One solution to address this problem has been to provide rod rotation tools that rotate the sucker rod during pumping operations. Presently known rod rotation tools suffer from several shortcomings in various areas of the design. For example, presently known rod rotation tools are typically placed at the surface, on the above-ground pumping unit (also known as a “pumpjack”). Such tools typically rotate the complete rod string, which, in turn, will eventually rotate the plunger. This method has been successful in vertical wells, where the drill hole/wellbore is somewhat vertical to the horizon. However, problems arise when this method is used in deviated wells, as discussed further herein.
Unlike typical wellbores of the past, which are typically drilled in relatively straight vertical lines, a current drilling trend is for wellbores to be drilled vertically in part and then horizontally in part, resulting in wellbores that have some curvature or “deviation.” Such wells may commonly be referred to as “deviated” wells. When drilling deviated wells, drillers typically drill vertically for some distance (e.g. one mile), through the upper zone and down to the bedrock, and then transition to drilling horizontally. One advantage to drilling wellbores in this configuration is that the horizontal area of the well typically has many more perforations in the casing, which allows for more well fluid to enter the wellbore than with typical vertical casing wells. This, in turn, allows for more well fluid to be pumped to the surface.
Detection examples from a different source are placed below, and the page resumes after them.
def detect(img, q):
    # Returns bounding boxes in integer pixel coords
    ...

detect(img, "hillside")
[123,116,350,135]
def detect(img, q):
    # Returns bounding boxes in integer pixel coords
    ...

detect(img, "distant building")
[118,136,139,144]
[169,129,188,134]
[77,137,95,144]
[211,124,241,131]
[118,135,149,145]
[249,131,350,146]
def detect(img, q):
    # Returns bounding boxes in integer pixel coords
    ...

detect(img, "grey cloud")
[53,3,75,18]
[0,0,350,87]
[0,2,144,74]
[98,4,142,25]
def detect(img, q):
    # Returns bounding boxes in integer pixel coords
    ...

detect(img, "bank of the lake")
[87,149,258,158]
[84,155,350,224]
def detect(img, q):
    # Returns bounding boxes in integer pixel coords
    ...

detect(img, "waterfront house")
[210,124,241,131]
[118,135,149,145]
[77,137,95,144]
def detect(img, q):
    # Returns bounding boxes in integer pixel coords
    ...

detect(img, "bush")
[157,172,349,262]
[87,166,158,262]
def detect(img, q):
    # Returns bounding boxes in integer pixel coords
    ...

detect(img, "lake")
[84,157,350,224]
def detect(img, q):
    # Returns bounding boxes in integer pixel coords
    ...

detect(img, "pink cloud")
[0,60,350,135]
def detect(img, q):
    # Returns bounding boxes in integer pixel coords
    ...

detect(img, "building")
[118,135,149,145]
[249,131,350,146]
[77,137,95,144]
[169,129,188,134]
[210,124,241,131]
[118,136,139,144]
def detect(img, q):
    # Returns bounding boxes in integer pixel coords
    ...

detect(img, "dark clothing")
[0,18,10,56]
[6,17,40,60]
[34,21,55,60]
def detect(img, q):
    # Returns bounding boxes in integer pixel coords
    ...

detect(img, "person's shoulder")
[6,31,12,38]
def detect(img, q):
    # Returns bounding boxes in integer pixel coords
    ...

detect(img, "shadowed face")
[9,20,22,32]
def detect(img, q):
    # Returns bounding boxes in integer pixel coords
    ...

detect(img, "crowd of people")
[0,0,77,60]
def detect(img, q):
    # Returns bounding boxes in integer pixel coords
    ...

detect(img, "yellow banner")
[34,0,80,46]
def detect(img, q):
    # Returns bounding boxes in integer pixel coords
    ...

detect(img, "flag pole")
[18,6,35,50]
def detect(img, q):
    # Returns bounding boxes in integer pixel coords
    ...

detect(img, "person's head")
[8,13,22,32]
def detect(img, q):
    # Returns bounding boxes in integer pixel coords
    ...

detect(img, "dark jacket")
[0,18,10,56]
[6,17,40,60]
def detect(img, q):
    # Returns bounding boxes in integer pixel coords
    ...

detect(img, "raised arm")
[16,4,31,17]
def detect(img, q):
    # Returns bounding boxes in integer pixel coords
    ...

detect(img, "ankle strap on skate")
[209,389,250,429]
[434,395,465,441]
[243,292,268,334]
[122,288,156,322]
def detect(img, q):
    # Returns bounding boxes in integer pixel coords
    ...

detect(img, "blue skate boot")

There are a number of problems that may be encountered with deviated wells. Horizontal wells may typically be drilled at an angle of roughly ten to twelve degrees over roughly 1000 feet to allow for a gradual slope. This results in approximately one degree of deviation for every 100 feet. A problem that occurs when drilling such wells, particularly when they are drilled relatively fast, is that the wells are not drilled perfectly, resulting in crooked wellbores. Such wells may have many slight to extreme deviations in the drill hole, which would create a non-linear configuration. When the deviated well is completed to depth, the drill pattern is positioned horizontally to drill. The pump then must be lowered from the surface through all of the deviations of the wellbore down to the horizontal section of the well where it would be placed in service. The pump could be positioned and operated within a deviation (curve) or possibly in the horizontal area of the well. Where the pump is operated in such a non-vertical configuration, use of presently known rod rotation tools can cause the rods to bind up in the tubing, preventing rotation of the pump plunger, potentially causing damage and inefficiency, and requiring replacement of pump components.
The present invention addresses these problems encountered in prior art pumping systems, and provides other, related, advantages.